# First trip abroad



## grasscutter (Oct 8, 2009)

After a couple of years touring the UK in winter we plan to tour France and Spain this Jan/Feb (as gardeners only time we can take off work). As this will be our first trip overseas in the motorhome are we being naive in thinking we will find sites that have services /hook up available without prior booking. We are easy going and don't expect prime pitches without booking. We are trying to research as much as possible and plan ahead but would like a reality check on what to expect.
Many thanks for any advice and tips.


----------



## Hydrocell (Jan 29, 2011)

Good morning Grasscutter

We travel down through France every winter around the same time and we have never had a problem finding a campsite or a pitch, most campsite are very quite in the winter but some close for the winter, there Aires you can use all over France however some Aires have there services turn off e.g. water.
In order to get the addresses of the Aires you'll need to purchase the All French Aires book from Vicarious Books 62 Tontine Street Folkestone CT20 1JP Tel 01312083333
Or online at www.vicariousbooks.co.uk

I hope this helps
Regards
Ray


----------



## teemyob (Nov 22, 2005)

*time off*

How long are you going for?

TM


----------



## Zebedee (Oct 3, 2007)

Hi Grasscutter

Spend a few hours browsing on here with the help of the "Search" facility. If you click on the little magnifying glass at top left it gives you the best option.

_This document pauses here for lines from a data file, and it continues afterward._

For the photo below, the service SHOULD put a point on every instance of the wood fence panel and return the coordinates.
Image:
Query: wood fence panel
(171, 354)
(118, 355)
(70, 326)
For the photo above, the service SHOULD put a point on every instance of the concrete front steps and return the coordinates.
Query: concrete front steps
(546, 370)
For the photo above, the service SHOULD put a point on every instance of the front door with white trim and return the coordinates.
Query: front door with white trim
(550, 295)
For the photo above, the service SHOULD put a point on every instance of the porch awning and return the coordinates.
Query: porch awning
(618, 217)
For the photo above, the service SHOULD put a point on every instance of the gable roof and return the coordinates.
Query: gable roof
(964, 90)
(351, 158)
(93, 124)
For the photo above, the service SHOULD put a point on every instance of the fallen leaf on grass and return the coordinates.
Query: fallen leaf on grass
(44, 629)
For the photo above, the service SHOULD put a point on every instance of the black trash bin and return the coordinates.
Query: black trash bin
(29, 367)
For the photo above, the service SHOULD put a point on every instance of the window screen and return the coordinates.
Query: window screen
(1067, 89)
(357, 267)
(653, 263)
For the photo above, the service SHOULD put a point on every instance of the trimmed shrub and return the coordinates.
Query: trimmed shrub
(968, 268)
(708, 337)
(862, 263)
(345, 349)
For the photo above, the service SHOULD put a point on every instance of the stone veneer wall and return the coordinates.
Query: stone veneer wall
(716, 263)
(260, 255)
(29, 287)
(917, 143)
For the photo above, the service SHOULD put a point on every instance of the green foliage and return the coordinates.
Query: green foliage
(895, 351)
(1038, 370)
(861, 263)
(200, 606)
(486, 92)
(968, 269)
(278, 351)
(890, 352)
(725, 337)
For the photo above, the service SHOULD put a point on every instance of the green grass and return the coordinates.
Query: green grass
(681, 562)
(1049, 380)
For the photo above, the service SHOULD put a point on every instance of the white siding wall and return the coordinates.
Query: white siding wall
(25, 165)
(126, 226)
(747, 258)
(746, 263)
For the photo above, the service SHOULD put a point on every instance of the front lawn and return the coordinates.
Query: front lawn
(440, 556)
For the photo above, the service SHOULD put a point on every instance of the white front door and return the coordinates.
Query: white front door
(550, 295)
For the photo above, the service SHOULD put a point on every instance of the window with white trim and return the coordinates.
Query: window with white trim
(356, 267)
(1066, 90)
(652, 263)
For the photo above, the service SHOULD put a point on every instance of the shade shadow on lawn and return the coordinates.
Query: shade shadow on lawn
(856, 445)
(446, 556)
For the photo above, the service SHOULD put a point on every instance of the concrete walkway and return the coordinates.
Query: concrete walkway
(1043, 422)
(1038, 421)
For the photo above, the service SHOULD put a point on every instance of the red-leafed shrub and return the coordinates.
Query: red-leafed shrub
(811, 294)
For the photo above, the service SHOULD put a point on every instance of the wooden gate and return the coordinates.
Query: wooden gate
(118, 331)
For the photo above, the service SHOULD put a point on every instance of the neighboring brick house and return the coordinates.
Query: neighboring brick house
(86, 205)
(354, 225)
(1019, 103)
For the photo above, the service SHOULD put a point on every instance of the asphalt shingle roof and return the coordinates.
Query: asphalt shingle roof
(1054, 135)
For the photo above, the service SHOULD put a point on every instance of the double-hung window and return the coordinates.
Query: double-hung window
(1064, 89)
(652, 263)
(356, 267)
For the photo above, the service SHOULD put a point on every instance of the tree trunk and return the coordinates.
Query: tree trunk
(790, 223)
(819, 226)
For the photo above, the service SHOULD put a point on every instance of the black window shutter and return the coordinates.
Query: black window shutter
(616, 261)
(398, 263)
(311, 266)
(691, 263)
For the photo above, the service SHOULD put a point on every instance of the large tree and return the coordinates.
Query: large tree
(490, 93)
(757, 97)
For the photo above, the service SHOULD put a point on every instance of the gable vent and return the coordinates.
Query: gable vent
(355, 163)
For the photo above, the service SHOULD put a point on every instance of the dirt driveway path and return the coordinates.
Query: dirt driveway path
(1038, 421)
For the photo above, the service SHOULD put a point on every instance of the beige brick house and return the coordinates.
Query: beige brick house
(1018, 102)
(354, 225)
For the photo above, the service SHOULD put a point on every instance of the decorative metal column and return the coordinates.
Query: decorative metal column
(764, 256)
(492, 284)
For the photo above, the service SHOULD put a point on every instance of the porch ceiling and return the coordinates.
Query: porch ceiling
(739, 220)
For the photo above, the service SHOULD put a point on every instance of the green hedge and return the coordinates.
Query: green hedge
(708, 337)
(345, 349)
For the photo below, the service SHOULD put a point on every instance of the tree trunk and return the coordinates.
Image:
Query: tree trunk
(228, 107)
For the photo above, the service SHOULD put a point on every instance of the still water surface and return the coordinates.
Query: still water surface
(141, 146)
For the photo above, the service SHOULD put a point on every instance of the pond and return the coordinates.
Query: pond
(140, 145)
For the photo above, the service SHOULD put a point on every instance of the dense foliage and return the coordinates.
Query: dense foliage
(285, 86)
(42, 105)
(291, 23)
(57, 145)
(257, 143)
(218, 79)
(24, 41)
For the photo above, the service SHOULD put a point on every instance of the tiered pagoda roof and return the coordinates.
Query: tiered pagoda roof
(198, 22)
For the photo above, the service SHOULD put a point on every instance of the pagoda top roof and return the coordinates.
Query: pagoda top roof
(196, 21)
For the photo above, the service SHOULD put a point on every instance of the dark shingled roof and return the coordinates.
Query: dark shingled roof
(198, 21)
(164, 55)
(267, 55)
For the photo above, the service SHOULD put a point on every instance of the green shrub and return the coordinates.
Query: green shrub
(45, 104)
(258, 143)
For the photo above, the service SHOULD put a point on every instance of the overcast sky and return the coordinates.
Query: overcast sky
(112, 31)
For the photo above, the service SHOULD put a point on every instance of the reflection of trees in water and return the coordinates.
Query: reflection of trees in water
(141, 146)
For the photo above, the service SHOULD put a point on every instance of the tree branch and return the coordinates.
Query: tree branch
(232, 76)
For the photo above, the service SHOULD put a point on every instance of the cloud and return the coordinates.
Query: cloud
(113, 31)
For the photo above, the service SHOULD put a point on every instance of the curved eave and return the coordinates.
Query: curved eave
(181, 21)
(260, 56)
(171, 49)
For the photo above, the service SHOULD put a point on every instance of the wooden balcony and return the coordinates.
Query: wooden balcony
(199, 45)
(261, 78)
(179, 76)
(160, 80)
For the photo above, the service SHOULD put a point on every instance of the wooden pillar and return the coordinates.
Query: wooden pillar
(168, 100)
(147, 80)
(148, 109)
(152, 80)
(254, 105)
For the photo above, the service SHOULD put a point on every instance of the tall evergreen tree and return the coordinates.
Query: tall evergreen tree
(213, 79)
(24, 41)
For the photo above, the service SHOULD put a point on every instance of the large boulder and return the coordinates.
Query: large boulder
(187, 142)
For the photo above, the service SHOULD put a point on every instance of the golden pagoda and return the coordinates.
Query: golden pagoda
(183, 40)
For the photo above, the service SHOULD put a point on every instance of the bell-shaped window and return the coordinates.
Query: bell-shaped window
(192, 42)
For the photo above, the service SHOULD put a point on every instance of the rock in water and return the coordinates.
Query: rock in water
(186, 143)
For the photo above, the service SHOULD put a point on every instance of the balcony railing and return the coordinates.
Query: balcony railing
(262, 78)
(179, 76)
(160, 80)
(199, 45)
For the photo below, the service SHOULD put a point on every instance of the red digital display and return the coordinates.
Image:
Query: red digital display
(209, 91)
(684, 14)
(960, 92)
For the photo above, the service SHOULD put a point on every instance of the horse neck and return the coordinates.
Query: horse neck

Just about every question you can think of has been answered (_and probably discussed ad nauseam_ :roll: ) on here several times over, so you will not be short of reading matter! 8O :lol: :lol:

If you are not aware of the Members Motorhoming Guides I would suggest you start there. It contains some really essential reading for a first-timer, but . . . . .

. . . . taking the van abroad really is easier than using it in this country. The Continent is so much more motorhome friendly than here in almost every way you can think of!

Have a browse here >>>> >> Members Motorhoming Facts <<

Hope this helps

Dave


----------



## Grizzly (May 9, 2005)

In winter (Jan/Feb) your site choice will be limited. France is not a country that embraces winter camping- except perhaps ski resorts- in the same way that UK does. If you want an open site and hook up then you will have to have the guides with you and do a certain amount of pre-planning en route. I don't think there is any need to book in advance as sites rarely have more than a couple of units on them. It is useful to have a mobile that you can phone ahead to check the site is open.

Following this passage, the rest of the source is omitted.